Dr Jemma Green. Image: Power Ledger

Power Ledger’s Dr Jemma Green sees conditions firming for an Australian energy market that will accommodate large proportions of renewables, create income for distributed energy resource (DER) owners and facilitate stability in the grid.

The Fifth Estate spoke to Green in the wake of the energy trading platform’s announcement that it is undertaking a live peer-to peer solar trading project in Delhi with major Indian power utility Tata Power-DDL. The project is backed by the India Smart Grid Forum, a public-private partnership that works to accelerate the development of smart grid technologies in the Indian power sector.

Using Power Ledger’s blockchain-based technology that enables end-to-end energy trading, 140 sites in Delhi will trade solar power from 2MW of solar PV systems. Some participants will be trading their excess solar while others will purchase the renewable energy.

Power Ledger works with the energy retailer to make near-to-real-time, fully-accountable deals possible. The pioneering project in Delhi will test trading logics and inform regulatory recommendations for the market in India.

Green, Power Ledger’s cofounder and chairman, says the company has about 20 projects in 10 countries across the globe and each is shaped by the local regulatory settings and energy market.
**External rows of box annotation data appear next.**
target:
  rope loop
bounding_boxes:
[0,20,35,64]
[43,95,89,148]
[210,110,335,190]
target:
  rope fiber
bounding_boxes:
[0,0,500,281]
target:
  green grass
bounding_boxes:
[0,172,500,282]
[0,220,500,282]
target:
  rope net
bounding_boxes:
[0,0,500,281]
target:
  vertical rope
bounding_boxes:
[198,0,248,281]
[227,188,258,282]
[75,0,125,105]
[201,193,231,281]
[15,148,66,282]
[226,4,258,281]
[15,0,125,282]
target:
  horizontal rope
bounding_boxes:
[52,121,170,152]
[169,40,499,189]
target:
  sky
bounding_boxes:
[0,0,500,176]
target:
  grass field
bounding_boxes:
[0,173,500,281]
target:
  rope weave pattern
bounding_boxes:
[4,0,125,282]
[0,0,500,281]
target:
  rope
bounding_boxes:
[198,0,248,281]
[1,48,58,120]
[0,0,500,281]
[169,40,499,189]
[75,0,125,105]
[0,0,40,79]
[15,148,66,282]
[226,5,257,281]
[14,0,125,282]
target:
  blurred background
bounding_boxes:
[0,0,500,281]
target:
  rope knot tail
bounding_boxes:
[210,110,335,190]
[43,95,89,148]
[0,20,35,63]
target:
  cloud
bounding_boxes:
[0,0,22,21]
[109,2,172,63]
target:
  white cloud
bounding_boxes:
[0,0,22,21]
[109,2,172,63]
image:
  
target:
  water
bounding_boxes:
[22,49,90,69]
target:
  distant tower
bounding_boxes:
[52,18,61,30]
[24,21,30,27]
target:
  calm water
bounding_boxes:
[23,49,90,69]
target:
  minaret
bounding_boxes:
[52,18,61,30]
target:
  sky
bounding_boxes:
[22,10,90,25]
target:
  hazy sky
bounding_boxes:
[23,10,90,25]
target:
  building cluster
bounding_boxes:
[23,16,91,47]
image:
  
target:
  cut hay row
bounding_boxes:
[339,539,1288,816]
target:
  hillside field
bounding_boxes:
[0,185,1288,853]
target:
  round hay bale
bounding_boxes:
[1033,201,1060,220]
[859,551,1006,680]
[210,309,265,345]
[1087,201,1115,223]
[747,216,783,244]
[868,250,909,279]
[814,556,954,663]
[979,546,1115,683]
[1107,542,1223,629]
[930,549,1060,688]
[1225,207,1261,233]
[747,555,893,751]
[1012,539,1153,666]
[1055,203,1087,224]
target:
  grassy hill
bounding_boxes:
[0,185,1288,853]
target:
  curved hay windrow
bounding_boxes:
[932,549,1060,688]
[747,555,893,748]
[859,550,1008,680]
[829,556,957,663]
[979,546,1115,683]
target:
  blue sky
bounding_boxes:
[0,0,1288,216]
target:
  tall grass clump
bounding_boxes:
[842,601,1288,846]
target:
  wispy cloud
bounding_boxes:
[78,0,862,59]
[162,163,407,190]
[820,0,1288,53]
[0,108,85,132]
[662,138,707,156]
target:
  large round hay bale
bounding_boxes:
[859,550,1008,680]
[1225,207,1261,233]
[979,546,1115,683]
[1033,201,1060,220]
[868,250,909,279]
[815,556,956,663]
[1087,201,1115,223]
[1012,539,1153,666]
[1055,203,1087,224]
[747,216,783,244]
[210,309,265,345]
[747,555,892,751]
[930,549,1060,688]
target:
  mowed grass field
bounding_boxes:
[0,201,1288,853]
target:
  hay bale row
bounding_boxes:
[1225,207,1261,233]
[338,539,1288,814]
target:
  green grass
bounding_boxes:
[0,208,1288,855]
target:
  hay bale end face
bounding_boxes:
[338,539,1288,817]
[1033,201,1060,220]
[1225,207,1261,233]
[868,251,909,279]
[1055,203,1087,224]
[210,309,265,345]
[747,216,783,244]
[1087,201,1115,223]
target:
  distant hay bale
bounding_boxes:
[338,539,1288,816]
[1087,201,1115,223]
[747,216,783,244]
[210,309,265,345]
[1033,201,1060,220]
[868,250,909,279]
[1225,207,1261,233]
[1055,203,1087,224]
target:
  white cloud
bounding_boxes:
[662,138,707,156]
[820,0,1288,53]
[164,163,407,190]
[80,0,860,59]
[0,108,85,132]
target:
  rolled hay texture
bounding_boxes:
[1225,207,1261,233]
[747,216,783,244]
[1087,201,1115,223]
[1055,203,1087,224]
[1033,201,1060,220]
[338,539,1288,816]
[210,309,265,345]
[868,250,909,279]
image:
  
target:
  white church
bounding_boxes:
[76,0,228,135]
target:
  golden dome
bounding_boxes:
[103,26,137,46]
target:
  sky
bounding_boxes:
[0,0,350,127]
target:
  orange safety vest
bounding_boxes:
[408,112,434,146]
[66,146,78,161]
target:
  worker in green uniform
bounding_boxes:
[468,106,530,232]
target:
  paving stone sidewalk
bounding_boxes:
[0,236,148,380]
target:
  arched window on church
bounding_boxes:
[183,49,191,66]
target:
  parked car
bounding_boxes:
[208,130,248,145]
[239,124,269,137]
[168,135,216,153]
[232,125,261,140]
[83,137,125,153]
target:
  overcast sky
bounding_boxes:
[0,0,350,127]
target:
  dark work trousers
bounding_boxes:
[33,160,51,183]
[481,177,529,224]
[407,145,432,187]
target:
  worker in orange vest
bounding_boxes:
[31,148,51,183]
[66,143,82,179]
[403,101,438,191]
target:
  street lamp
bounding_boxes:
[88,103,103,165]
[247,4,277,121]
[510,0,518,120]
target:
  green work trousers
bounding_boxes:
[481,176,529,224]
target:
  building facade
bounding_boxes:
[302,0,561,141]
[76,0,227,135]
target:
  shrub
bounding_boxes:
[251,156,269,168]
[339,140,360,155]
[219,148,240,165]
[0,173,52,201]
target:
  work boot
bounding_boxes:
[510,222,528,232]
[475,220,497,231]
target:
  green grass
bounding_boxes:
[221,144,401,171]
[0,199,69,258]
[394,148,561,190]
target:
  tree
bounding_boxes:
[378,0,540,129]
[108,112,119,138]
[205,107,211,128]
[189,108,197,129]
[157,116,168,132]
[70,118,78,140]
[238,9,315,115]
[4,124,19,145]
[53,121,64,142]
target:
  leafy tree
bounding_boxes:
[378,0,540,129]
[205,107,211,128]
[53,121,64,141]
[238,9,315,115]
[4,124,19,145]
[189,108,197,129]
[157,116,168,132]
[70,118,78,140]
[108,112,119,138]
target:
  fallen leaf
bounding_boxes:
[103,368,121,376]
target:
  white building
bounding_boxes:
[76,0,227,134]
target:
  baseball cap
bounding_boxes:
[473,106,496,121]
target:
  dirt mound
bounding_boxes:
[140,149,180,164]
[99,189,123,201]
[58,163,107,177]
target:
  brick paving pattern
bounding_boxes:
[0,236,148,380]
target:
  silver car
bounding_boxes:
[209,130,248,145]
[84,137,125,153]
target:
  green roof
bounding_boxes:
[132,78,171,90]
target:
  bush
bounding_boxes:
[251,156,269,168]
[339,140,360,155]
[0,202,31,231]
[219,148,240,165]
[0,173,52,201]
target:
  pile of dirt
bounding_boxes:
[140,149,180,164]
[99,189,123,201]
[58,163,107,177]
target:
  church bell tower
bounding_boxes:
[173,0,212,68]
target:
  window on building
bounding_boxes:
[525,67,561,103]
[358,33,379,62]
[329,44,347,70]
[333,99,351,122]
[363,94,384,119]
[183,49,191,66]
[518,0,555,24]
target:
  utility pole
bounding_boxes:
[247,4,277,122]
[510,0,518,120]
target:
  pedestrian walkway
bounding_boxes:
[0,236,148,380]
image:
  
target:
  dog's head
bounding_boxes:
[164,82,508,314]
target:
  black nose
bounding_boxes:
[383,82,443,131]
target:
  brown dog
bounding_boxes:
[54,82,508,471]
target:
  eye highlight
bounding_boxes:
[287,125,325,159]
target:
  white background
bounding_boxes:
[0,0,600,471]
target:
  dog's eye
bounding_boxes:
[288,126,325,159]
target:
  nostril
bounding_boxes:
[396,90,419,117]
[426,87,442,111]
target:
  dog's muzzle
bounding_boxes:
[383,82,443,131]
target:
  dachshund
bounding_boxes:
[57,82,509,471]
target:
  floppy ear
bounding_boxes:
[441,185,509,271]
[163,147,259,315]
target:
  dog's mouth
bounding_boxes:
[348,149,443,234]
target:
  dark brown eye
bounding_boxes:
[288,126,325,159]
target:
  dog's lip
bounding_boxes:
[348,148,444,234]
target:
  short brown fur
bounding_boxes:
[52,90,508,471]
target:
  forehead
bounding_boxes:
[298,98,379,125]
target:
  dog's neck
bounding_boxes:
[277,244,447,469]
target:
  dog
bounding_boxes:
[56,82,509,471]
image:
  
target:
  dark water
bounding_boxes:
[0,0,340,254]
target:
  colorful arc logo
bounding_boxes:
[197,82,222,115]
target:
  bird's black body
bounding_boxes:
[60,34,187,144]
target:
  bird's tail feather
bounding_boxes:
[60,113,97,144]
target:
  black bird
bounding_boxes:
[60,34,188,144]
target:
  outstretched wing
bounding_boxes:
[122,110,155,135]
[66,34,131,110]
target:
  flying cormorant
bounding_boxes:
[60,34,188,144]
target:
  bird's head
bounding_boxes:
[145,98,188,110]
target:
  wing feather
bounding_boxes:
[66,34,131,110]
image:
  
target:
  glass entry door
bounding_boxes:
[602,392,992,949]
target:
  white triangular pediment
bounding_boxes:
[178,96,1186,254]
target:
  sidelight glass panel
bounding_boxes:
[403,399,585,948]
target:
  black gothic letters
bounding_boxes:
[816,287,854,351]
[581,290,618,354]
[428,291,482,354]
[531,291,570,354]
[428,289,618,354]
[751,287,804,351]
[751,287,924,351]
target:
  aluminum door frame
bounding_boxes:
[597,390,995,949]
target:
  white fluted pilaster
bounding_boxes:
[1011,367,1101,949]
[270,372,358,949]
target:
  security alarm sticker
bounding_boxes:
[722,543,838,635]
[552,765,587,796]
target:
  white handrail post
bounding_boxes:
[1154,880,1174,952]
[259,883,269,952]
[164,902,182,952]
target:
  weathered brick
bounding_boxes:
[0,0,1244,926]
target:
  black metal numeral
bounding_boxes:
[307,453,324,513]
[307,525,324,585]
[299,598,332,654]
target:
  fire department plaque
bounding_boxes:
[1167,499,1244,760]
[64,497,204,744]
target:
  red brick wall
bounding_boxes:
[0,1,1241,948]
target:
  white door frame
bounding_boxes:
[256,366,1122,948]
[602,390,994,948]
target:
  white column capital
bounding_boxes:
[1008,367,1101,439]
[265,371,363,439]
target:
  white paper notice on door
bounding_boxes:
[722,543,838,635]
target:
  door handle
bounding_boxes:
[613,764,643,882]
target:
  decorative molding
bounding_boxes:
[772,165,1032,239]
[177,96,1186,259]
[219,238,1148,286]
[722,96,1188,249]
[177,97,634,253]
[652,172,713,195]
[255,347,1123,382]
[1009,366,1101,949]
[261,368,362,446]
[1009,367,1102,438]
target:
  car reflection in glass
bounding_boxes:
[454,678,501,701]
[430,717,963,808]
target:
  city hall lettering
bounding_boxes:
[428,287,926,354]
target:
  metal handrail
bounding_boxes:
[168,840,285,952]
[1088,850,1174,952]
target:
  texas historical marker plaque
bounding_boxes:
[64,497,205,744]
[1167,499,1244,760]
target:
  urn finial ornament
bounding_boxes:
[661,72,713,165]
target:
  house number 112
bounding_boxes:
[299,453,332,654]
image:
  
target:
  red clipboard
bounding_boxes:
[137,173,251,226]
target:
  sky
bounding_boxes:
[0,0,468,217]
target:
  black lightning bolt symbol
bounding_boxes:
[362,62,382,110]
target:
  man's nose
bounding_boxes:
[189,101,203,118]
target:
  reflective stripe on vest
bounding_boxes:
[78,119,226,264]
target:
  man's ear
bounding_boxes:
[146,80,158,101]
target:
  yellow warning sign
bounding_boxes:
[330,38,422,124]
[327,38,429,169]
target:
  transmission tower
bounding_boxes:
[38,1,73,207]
“Here in Australia, because we have such a high penetration of solar, it means the demand is high – solar owners want more control over their electricity,” she says.

“The subsidies are tapering off, the prices are coming down, and electric vehicles are coming on. So, people are looking for innovation. Market conditions here are causing demand.”

Australia has over 2.66 million photo voltaic installations in Australia, with a combined capacity of over 20.2 gigawatts.  But solar PV owners are seeing income from solar feed-in tariffs disappear as these are phased out, and some are having their excess solar exports curtailed to avoid the grid instability that renewables can cause.

Peer to Peer (P2P) trading gives owners of distributed energy assets like solar systems, EVs and batteries the ability to replace this lost income by selling their excess electricity at a higher price than the retailer will pay for it. And energy consumers can buy solar power cheaper than they would from a retailer.

Green is also enthusiastic about the potential of P2P and Virtual Power Plant trading to facilitate a more stable grid.

She points to a November 2020 AEMC rule change that directs the electricity networks on the National Electricity Market to investigate the cost effectiveness of flexibility alternatives compared to traditional upgrades, when spending $5 million or more.

“Once you get between 20-50 per cent renewable penetration you get problems with voltage and reactive power. Instead of the traditional ways of stabilising the grid, such as investing in capacitors, substations, transformers – which are all very expensive – assets like rooftop solar, electric vehicles, charging stations, and household batteries can be harnessed through market mechanisms to create flexibility.

“If you can control the DERs to stem dispatch, curtail output or shift load consumption – then you can use the DERs that cause the problem to solve the problem.” 

P2P trading can be used to create localised energy markets

“P2P trading is a type of load shifting activity,” Green says. “The network can put in a price signal to encourage local consumption of rooftop solar and avoid reverse flows that create the ‘duck curve’.”

A local energy market price signal with P2P can also help with managing capacity constraints and peak demand. 

Green uses the example of a major Australian shopping mall developer her company is currently working with. “We are looking into how they can put solar and batteries into the malls to do grid stabilisation.”

This might be through batteries soaking up excess solar power to avoid congestion in the local grid, EV charging stations selling that solar power, or perhaps controlling the HVAC system to reduce demand in peak periods.

These activities create flexibility in the system to handle demand and supply and can provide new revenue streams for the asset owner. 

COAG’s ambition to transition to a two-sided market in 2025 is another significant shift. A two sided market allows owners of DERs (distributed energy systems) such as solar systems, batteries and EVs to interact directly with all electricity consumers.

According to an Energy Security Board discussion paper, this will finally unlock the data on consumer energy demand that is hidden “behind the meter” which is needed to help keep the power system reliable and secure.

But, the paper says, it will also require a major overhaul of how we describe and regulate electricity buyers and sellers – and new systems to govern how bidding takes place in the market.

Green says, “If you want that activity you need to create the software that will enable it in this emerging market.

“We have a project in France with the fifth largest retailer, ekWateur. It allows customers to choose their own energy mix. For example: ‘I want 10 per cent solar from this farm, and wind energy from xx and energy from neighbours xx per cent.’

“Their customers are more engaged, but they are being given the tools. We should not underestimate the power of giving people tools and choice.

“Our view is that the energy system is only as good as the market that sits behind it. You need a way to incorporate all the DERs and give everyone the opportunity to be rewarded for the contribution they make to the energy system. It has to work for everyone.

“If you invest in a solar system and you make $500 a year from it but participating in the market is prohibitively costly, then it’s not working for you.”